The Girl in Red


Christina Henry


Science Fiction / Fantasy


Date Reviewed:

September 16, 2019

he Girl in Red is set in a classic science-fiction environment: a post apocalyptic Earth, where 95% of humanity has perished. The deadly Cough Virus has spread across the earth. It is virulent, and it is lethal. The fatality rate is incredible, most of humanity is already dead when we meet Cordelia (nickname: Red). Red is traveling alone in the woods, in a precarious world. From the the first chapter, Henry shows us just how dangerous this post-apocalyptic world can be. But Henry also shows how fierce and determined Red becomes when faced with a dire situation.

Red is a great character. She has seen all the horror movies, where the silly teenagers split up and get picked off by the monster one-by-one - that's not going to happen to her! Likewise, Red knows what happens to the unprepared, so she is ultra-prepared - a backpack loaded with the most essential survival gear. I liked how Red explained multiple-times - I'm not going to make THAT obvious mistake, and then she goes out of her way to make a safer route. Red is twenty years old, and really smart. (Unfortunately, she is portrayed as TOO smart on one occasion when a conversation with an army officer makes her sound like PhD biologist)>

Given this gritty determination to be pragmatic and cautious - Red wears a bright red hoodie on her trek through the woods - huh? This contradiction bothered me every time it was mentioned. How can I take seriously Red's pronouncements about how careful and safe she is acting, when she is wearing a bright red sweatshirt that stands out in the forest like a bright flare?

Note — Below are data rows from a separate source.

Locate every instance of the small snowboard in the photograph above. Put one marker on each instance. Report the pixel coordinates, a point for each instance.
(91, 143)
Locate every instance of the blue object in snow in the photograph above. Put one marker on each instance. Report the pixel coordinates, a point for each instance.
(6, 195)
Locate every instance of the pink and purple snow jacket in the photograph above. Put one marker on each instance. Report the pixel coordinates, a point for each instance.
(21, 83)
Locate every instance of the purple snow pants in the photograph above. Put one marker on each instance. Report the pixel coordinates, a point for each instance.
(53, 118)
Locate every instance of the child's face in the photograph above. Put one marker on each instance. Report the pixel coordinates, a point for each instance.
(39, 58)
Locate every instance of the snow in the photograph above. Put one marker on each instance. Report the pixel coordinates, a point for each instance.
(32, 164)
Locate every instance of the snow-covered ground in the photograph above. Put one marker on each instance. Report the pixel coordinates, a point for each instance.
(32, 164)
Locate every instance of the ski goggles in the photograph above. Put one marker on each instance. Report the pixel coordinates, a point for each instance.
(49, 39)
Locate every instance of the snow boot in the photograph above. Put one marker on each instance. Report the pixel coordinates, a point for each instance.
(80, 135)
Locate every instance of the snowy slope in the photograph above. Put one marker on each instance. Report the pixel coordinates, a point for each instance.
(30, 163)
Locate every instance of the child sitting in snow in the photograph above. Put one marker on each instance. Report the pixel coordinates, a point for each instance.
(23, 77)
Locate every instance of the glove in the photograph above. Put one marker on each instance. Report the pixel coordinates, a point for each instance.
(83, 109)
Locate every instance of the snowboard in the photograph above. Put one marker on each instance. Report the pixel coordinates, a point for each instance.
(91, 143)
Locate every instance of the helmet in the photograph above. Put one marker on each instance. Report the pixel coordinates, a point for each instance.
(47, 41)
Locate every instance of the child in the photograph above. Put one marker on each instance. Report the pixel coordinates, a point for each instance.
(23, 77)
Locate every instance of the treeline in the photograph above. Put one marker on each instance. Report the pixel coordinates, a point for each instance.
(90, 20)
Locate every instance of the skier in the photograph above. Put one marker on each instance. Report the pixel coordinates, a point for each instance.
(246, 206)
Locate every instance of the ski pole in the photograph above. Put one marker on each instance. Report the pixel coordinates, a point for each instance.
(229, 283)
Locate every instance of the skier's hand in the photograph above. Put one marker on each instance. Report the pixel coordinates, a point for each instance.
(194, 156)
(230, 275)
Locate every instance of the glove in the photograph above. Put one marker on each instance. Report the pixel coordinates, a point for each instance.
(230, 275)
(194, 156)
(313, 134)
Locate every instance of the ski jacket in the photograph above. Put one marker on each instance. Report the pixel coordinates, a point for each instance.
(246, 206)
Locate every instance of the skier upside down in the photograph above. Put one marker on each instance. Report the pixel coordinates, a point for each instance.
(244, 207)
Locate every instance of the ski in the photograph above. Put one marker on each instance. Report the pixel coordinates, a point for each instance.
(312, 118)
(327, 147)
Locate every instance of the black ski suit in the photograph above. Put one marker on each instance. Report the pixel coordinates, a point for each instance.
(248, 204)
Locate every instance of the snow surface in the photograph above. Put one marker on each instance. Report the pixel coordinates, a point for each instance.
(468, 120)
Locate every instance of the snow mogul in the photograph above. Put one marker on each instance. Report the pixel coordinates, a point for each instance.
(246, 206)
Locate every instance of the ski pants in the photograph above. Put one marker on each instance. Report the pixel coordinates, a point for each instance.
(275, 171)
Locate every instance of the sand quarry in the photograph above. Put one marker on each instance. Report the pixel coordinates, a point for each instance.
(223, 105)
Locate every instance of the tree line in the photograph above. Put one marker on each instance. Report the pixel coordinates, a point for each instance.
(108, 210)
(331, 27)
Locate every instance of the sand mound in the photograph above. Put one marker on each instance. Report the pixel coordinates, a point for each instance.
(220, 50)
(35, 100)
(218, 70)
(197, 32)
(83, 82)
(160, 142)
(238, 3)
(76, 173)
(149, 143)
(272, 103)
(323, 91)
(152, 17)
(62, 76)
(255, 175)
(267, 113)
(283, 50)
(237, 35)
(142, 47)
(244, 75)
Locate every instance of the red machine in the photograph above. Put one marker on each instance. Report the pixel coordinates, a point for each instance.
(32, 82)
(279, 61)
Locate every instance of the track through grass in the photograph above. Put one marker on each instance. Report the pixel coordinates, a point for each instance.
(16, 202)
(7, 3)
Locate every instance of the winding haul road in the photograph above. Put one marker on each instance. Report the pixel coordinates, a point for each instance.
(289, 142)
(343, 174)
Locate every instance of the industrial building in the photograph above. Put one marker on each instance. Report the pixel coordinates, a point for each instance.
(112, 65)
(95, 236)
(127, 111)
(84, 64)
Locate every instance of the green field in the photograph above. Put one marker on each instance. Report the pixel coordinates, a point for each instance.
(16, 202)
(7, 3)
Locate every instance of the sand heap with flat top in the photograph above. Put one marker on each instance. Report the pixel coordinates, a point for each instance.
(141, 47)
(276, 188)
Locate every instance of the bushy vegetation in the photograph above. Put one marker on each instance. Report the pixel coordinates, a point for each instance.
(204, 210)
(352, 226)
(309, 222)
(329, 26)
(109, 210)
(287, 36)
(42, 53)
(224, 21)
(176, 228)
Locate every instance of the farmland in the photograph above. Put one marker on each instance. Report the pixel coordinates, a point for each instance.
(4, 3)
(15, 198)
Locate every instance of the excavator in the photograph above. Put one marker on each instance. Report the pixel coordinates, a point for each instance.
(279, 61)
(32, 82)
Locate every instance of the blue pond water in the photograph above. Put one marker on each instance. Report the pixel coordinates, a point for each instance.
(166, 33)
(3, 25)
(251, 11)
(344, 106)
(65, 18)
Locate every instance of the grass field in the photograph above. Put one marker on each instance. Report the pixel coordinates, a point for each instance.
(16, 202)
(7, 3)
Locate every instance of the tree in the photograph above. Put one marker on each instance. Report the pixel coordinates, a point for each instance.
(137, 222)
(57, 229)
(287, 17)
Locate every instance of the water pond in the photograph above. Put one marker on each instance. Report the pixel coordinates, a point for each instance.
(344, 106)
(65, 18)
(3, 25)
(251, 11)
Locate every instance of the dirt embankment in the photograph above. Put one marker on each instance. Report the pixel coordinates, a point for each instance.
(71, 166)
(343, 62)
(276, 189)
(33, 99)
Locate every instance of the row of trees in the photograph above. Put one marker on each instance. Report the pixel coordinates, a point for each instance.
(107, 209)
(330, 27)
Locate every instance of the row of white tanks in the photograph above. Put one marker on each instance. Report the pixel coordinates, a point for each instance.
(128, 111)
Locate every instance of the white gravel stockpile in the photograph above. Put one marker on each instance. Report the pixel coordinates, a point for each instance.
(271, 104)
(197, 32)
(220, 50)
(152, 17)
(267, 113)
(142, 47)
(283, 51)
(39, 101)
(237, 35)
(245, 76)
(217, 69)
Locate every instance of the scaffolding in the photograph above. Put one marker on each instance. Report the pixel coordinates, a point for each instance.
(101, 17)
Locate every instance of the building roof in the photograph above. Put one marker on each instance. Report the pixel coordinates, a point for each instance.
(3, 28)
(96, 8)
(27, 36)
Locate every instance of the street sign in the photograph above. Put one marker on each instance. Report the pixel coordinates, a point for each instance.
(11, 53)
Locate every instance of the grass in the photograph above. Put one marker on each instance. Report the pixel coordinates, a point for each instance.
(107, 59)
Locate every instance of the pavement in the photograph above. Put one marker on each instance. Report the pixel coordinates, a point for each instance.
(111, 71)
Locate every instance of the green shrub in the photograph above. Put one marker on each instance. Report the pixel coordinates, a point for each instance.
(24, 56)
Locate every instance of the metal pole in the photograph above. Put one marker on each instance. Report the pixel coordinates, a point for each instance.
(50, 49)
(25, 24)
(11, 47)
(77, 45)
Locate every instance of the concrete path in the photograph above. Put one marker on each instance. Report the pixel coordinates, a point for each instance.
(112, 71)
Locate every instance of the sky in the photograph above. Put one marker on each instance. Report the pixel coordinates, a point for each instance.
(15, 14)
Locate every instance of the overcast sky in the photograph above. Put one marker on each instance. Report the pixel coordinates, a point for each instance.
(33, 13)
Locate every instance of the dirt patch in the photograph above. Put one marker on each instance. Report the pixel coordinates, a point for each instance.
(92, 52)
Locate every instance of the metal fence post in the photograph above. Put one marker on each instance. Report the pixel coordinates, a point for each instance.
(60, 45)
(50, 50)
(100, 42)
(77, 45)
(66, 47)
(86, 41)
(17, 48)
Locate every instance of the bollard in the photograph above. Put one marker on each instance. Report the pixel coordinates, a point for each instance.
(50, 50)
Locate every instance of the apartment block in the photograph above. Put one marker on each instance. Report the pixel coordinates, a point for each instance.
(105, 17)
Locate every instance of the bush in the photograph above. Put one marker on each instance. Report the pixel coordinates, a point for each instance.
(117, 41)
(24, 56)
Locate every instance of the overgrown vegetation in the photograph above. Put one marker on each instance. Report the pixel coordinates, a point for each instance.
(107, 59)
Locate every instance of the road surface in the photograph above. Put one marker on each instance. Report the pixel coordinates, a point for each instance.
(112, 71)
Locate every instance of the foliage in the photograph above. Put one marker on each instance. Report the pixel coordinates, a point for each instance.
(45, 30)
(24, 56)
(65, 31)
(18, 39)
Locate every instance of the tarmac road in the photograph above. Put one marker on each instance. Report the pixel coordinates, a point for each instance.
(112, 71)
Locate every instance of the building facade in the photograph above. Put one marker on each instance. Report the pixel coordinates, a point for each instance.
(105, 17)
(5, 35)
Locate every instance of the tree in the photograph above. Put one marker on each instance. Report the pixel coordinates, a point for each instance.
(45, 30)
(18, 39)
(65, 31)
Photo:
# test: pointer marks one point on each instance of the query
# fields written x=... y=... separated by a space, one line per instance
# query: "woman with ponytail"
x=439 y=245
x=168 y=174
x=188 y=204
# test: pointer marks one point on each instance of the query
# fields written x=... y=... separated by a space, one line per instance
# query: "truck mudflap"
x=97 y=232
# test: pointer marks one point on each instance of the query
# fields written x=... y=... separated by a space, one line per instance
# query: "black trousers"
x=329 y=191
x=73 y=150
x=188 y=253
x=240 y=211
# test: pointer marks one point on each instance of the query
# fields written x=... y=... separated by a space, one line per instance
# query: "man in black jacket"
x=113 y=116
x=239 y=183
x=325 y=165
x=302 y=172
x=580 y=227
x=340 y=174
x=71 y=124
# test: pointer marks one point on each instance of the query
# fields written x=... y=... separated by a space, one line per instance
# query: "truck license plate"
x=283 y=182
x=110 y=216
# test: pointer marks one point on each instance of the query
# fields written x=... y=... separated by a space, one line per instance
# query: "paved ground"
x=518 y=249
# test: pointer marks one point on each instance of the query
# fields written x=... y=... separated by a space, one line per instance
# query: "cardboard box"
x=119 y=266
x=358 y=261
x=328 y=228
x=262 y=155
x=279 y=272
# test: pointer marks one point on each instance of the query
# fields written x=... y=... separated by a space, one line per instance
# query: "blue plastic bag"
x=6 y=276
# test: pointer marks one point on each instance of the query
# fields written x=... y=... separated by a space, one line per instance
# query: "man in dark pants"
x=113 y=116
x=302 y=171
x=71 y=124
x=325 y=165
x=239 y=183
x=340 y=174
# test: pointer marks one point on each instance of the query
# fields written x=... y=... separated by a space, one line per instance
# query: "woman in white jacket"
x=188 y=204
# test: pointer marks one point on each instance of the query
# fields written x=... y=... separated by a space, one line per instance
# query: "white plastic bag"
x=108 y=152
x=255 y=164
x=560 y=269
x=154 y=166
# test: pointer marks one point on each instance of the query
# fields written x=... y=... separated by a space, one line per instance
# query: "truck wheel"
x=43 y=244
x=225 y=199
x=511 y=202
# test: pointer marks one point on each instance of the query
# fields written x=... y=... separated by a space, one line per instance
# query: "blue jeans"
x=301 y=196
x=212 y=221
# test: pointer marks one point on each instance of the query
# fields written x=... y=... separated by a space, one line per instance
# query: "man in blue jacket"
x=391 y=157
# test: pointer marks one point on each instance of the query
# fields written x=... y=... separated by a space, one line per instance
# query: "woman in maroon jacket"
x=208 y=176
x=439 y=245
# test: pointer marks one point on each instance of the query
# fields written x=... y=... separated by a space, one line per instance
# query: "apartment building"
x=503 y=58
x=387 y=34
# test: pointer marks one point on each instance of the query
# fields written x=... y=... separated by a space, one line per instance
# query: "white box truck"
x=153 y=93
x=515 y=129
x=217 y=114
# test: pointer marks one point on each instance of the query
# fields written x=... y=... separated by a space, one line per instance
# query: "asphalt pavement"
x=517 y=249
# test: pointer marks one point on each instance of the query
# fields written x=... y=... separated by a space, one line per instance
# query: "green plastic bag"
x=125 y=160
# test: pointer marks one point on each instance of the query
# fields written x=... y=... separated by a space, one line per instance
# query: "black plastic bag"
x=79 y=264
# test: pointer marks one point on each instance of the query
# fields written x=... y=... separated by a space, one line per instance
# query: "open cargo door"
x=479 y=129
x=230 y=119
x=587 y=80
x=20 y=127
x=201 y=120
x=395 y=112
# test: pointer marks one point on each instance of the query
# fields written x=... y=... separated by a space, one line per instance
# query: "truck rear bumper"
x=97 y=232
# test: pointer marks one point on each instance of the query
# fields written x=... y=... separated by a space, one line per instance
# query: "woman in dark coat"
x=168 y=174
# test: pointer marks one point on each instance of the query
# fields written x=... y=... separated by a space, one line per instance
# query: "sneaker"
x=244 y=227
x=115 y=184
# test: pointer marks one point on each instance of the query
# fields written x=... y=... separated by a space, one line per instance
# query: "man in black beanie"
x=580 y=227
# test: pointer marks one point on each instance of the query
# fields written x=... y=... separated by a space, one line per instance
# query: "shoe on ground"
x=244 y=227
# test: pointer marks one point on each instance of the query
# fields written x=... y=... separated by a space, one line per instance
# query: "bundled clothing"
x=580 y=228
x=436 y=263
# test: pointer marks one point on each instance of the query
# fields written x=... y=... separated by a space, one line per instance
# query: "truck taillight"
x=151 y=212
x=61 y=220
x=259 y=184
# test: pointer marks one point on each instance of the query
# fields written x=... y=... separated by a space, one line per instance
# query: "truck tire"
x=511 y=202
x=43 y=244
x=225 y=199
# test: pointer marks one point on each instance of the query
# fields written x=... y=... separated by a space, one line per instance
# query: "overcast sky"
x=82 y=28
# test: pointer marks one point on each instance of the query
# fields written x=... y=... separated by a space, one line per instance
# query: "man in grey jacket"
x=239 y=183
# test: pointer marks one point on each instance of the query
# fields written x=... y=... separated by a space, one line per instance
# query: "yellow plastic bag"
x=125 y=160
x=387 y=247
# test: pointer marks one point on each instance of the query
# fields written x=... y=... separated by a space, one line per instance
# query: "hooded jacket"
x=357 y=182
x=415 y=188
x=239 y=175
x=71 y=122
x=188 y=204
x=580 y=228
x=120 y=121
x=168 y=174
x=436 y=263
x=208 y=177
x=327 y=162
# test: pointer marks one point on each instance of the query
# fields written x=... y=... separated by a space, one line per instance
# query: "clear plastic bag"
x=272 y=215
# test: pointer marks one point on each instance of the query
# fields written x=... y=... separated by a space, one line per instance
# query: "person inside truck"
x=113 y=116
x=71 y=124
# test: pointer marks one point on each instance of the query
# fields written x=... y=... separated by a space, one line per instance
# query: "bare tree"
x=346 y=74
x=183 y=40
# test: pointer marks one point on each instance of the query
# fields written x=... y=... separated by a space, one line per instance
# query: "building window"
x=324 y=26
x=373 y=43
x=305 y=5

The reason the author makes Red wear the stupid red hoodie is because she wants the book to be subtitled A Retelling of the Classic Tale of Little Red Riding Hood. This is not a retelling of Little Red Riding Hood. The Red Riding Hood wore a bright red cape and carried a basket full of goodies, the characters she encountered - the Huntsman, the Wolf, and Grandma, do not appear in this novel. I can't fathom why Henry thought it was necessary to cram the square peg (Red wearing the bright red hoodie) into the round hole (Red's careful personality). Why is Henry so determined to have this book proclaimed as remake of Little Red Riding Hood? It would be a better story without the red hood.

Red and her brother Adam venture out into the dangerous woods after the death of their parents due to the Cough Virus. (Hey, two orphans get lost in the woods - this book is a retelling of Hansel and Gretel! Sure, there is no candy house and no witch, but close enough, right?) Adam is the older brother, but he is the opposite of Red when it comes to caution and preparedness. Adam, in fact, is downright infuriating at times, but Red's character shows through - she won't abandon him, no matter how much he slows them down or the silly mistakes he makes when it comes to preparedness or difficult situations.

The pace of The Girl in Red is good. Once I started reading it, I kept picking it up and continuing to read the next night. (Often times, I read multiple books at a time. I can't explain why I do this. But the books that have great momentum get picked up again until they are finished. The Girl in Red is an after-the-apocalpyse story, so that's always fun. The Cough Virus is lethal - what were it's origins? Was it in a bioweapon? Disappointingly, this question is never answered. Soldiers from the government try to round up all the surviving citizens to bring them to containment camps - for everyone's own safety, though this seems like an odd strategy when their is an easily transmitted virus in the air. Wouldn't a better strategy be for the soldiers to ensure everyone is spread out? Red doesn't trust the soldiers, and so finds herself hiding from them as well the various nasty rogues who are also trying to survive.

The reason this book gets only three stars is because I think Henry really botches her apocalypse. Stop reading this review right here if you don't want to know a big spoiler.


For some reason, partway through the novel, Henry decides that the Cough Virus isn't scary enough. Henry wants Red to wield her axe, and you can't axe a virus. So suddenly victims of the virus don't just fall prey to coughing themselves to death, now, Henry steals the idea from the Alien movie series. Yes, people who catch the virus start to have fierce monsters burst out their stomachs in bloody fashion. This was tremendously disappointing to read. The Cough Virus is scary, it is an invisible killer. A monster bursting out of the stomach is trite. It seemed to be added solely for visual effect (is Henry hoping for a movie contract?), but it is such a ripoff that is was disheartening. I downgraded this book to three stars, and I am not interested in reading any further works by Henry. Not even if she writes an apocalyptic retelling of Hansel and Gretel.